I wonder if any of the money laid on these bets has come from QE, the Fed printing machines )the public purse) indirectly of course.... Or is this all investor money in Greek Bonds and the Hedge Funds bets..?

Anonymous said...

One commentator wrote this weekend that Greece now faces a choice of disasters.

Disaster A is to try to stay in the Euro, imposing more and more harsh austerity, cutting wages and pensions, closing museums, shrinking the GDP, running down the health system, watching more and more citizens emigrate.

Disaster B is to bite the bullet and leave the Euro, convert to the New Drachma, suspend Banking for a week, and face years of litigation over contracts.

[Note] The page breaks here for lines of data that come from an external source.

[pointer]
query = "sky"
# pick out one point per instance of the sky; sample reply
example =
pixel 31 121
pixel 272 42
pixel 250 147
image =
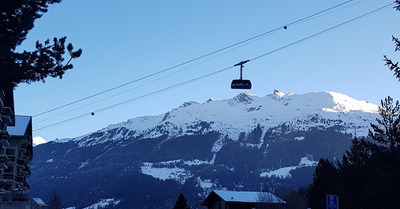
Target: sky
pixel 125 41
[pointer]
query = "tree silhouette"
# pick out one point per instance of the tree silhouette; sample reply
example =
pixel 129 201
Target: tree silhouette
pixel 55 201
pixel 16 20
pixel 181 203
pixel 394 66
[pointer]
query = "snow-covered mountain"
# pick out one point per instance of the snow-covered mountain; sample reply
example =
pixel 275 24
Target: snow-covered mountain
pixel 38 140
pixel 243 113
pixel 238 143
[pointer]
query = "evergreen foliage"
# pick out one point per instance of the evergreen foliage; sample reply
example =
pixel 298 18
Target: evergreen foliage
pixel 181 203
pixel 367 176
pixel 325 181
pixel 55 201
pixel 16 20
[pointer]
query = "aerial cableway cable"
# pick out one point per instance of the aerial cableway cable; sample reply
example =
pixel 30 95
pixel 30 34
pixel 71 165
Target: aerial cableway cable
pixel 218 71
pixel 244 42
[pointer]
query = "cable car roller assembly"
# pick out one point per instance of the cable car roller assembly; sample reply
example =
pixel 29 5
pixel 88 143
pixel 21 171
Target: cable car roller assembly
pixel 241 83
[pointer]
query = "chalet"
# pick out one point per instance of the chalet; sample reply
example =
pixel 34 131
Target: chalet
pixel 15 155
pixel 220 199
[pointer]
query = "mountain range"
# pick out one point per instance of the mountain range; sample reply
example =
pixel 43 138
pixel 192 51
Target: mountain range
pixel 243 143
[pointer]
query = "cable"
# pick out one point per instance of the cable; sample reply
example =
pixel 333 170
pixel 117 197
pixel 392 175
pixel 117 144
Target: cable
pixel 324 31
pixel 198 58
pixel 134 99
pixel 37 122
pixel 215 72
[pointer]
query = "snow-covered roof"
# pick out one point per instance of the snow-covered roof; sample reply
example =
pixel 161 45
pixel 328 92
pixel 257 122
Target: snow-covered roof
pixel 39 202
pixel 249 197
pixel 21 124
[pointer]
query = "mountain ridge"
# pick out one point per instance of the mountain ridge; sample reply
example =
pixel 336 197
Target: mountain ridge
pixel 269 111
pixel 238 144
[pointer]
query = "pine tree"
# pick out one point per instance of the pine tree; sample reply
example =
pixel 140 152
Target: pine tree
pixel 325 181
pixel 394 66
pixel 55 201
pixel 16 20
pixel 387 132
pixel 181 203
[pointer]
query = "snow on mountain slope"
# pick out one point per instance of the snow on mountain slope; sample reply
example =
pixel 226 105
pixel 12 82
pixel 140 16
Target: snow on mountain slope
pixel 243 113
pixel 38 141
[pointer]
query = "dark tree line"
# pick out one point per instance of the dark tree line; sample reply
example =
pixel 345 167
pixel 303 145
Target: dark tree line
pixel 17 18
pixel 368 175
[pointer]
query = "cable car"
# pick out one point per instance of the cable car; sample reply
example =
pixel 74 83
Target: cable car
pixel 241 83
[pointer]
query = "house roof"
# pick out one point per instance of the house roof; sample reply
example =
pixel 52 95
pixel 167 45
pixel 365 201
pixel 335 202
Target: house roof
pixel 248 197
pixel 22 123
pixel 39 202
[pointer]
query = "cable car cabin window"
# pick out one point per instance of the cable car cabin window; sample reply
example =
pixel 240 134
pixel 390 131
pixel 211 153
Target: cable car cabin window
pixel 241 84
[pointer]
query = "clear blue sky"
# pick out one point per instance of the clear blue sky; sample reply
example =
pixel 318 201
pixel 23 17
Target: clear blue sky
pixel 125 40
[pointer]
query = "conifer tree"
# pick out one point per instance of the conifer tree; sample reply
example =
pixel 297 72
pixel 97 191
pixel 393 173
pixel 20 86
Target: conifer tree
pixel 325 181
pixel 394 66
pixel 181 203
pixel 16 20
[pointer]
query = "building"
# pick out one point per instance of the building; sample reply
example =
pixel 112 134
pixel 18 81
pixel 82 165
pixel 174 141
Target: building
pixel 15 155
pixel 220 199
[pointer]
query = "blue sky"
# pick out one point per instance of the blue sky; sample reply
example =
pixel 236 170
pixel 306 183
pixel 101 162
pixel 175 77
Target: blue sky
pixel 126 40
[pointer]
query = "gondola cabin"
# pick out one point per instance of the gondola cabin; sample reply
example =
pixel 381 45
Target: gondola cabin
pixel 240 84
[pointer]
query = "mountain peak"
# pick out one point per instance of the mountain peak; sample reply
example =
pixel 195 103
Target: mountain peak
pixel 188 103
pixel 282 94
pixel 244 98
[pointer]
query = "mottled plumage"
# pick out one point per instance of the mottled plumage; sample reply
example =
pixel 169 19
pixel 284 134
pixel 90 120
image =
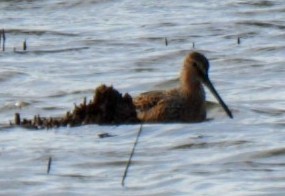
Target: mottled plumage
pixel 185 103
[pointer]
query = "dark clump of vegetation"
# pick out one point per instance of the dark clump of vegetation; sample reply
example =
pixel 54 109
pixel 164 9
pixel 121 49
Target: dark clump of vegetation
pixel 108 107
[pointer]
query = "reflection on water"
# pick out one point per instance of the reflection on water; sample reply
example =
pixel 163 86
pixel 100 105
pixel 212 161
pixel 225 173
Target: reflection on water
pixel 74 46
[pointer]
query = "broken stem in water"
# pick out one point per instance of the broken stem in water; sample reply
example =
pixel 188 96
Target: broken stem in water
pixel 130 158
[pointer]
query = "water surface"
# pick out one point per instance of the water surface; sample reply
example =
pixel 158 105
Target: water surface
pixel 74 46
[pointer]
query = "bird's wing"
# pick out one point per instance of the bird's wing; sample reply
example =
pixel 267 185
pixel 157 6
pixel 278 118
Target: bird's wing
pixel 146 101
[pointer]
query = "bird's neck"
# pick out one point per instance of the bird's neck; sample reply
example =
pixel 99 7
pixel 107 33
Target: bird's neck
pixel 190 83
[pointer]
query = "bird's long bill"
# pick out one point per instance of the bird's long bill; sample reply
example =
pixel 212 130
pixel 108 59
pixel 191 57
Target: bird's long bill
pixel 215 93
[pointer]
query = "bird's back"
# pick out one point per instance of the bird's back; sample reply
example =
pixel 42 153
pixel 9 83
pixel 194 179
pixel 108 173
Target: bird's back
pixel 170 106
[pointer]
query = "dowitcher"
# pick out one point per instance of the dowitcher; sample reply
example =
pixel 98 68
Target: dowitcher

Then he added that if they choose A, they will get B in due course.

Anonymous said...

Some people are talking as if a Greek haircut actually solves anything. In fact, in an insolvency, there is a deficiency. There is a lack of value in some asset. Accounting operations cannot remove that deficiency, merely move it around.

If Greece pays its debts, its taxpayers pay. If Greece defaults or imposes a haircut, and lenders aren't insured, the lenders pay and take the loss, and if they need a bailout, their taxpayers pay. If the lenders are insured, then CDS payments are triggered and the sellers of CDS insurance pay and take the loss, and if they need a bailout, their taxpayers pay.

I think that this month we are going to find out who was foolish enough to hold Greek debt with no insurance, and who was foolish enough to pull an AIG and sell CDS insurance they could not afford to pay out.

The fact of the matter, though, is that there is a Greece sized hole in Euro-zone financial institutions, and all we don't know is exactly where it is.